Leitsatz (amtlich)
1) Ein mehrseitiger Erbvertrag kann nicht durch Vertrag des Erblassers mit einem der letztwillig Bedachten aufgehoben werden.
2) Der gebotenen Umdeutung einer solchen Vereinbarung in einen Zuwendungsverzichtsvertrag mit dem Bedachten steht bei einem mehrseitigen Erbvertrag § 2352 S. 2 BGB nicht entgegen (im Anschluss an BayObLGZ 1965, 188).
Normenkette
BGB §§ 2290, 2352 S. 2
Verfahrensgang
AG Soest (Aktenzeichen 6 VI 525/09) |
Tenor
Der angefochtene Beschluss wird abgeändert.
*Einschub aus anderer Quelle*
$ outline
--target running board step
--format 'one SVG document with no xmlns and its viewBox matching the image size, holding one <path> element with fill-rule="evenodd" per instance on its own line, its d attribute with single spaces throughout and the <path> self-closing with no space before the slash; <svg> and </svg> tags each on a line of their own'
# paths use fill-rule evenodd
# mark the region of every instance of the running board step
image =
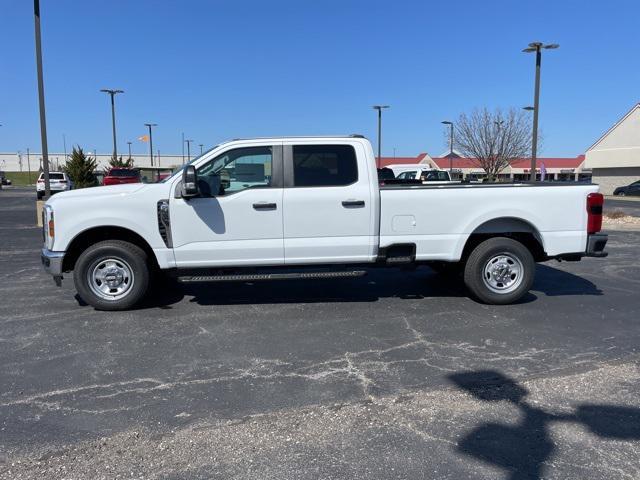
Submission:
<svg viewBox="0 0 640 480">
<path fill-rule="evenodd" d="M 196 282 L 257 282 L 260 280 L 306 280 L 310 278 L 350 278 L 366 275 L 365 270 L 340 272 L 299 272 L 299 273 L 248 273 L 229 275 L 192 275 L 178 277 L 180 283 Z"/>
</svg>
Die Tatsachen, die zur Erteilung des vom Beteiligten zu 1) am 26.8.2010 beantragten Erbscheins erforderlich sind, werden festgestellt.
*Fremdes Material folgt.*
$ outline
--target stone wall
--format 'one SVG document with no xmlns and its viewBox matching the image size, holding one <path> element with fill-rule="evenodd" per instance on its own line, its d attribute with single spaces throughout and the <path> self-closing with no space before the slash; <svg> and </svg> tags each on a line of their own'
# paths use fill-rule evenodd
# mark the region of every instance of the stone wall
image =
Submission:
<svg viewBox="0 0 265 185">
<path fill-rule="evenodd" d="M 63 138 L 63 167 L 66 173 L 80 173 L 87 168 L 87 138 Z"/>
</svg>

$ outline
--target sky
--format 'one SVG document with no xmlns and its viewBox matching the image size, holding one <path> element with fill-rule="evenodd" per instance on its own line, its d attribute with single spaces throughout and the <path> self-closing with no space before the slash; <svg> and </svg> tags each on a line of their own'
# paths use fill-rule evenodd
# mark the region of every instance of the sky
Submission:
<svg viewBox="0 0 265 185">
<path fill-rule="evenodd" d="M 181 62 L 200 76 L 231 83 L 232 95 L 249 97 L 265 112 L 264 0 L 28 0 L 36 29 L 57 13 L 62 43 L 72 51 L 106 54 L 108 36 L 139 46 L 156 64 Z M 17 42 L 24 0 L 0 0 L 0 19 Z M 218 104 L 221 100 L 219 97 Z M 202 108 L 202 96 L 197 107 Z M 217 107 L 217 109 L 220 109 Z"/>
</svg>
Eine Entscheidung über die Erstattung außergerichtlicher Auslagen ist nicht veranlasst.
Gründe
I. Der Erblasser schloss am 6.9.1957 mit seiner ersten Ehefrau, Frau I2 geborene Holtmann, einen "Ehe- und Erbvertrag" (Urkunde Nr. 782/1957 des Notars C2 in C), in dem es heißt:
§ 1.
Für unsere Ehe vereinbaren wir hiermit die allgemeine Gütergemeinschaft des Bürgerlichen Gesetzbuches in der bis zum 31.3.1953 geltenden Fassung.
§ 2.
Indem die Fortsetzung der Gütergemeinschaft mit unseren Kindern ausgeschlossen sein soll, setzen wir uns gegenseitig zu Erben ein dergestalt, dass der Letztlebende Erbe des Verstorbenen sein soll.
§ 3.
Nach dem Tode des Letztlebenden soll unser Vermögen unseren gemeinschaftlichen Kindern zufallen, dergestalt jedoch, dass der Letztlebende befugt ist, die Art und Weise, wie das Vermögen auf unsere Kinder sich verteilen und übergehen soll, unter Lebenden und von Todeswegen zu bestimmen. Insbesondere ist der Letztlebende befugt, durch Testament oder Übertragsvertrag einem unserer Kinder das Vermögen zuzuwenden und die Abfindungsleistungen für die übrigen Kinder festzusetzen ..."
Die Beteiligten sind die aus der ersten Ehe des Erblassers hervorgegangenen Kinder, die Beteiligten zu 1) bis 3) waren im Zeitpunkt der Errichtung des Ehe- und Erbvertrages bereits geboren.
Die erste Ehefrau des Erblassers verstarb im Jahr 1963.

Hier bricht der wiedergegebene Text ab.